Foto: Orlando Luis Pardo Lazo
A medida que la noche avanza, los tragos van y vienen y su lengua se hace más afilada, más mordaz. Empiezan los chistes políticos, velados pero a la vez directos, donde a veces su mano hace bajo el mentón la seña de una barba. Luego, lanza un largo monólogo sobre la pobreza de su pueblito oriental, aclarando que su mamá se quiere mudar a la ciudad “para poder recibir más huevos por el racionamiento”. Parece otro, distinto a aquel que apenas se ríe de su propio físico en la tele nacional. Entre las mesas y con la anuencia de los dueños del local, se burla también del jefe de policía que en cualquier batey pequeño hace las veces de cacique con todos los poderes. Después deriva en la extensa –y grosera– colección de chistes de sexo, racistas y homofóbicos, sin esconder palabras, con la misma crudeza que se escuchan en las calles.
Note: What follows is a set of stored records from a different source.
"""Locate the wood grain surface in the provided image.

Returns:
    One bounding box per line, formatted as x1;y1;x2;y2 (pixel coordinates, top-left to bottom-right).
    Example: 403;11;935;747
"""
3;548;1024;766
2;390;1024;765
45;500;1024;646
Los clientes abandonan el lugar preguntándose si realmente será el mismo humorista que han visto en el horario estelar de la TV. Aquel les resulta chistoso, pero éste que acaban de descubrir bajo el amparo de una paladar, es irresistiblemente cómico, visiblemente libre. Para cuando vuelvan a verlo en algún programa de Cubavisión o Telerebelde, notarán que de su amplio repertorio sólo queda la parte menos incómoda, una parcela cuidadosa y censurada de su risa.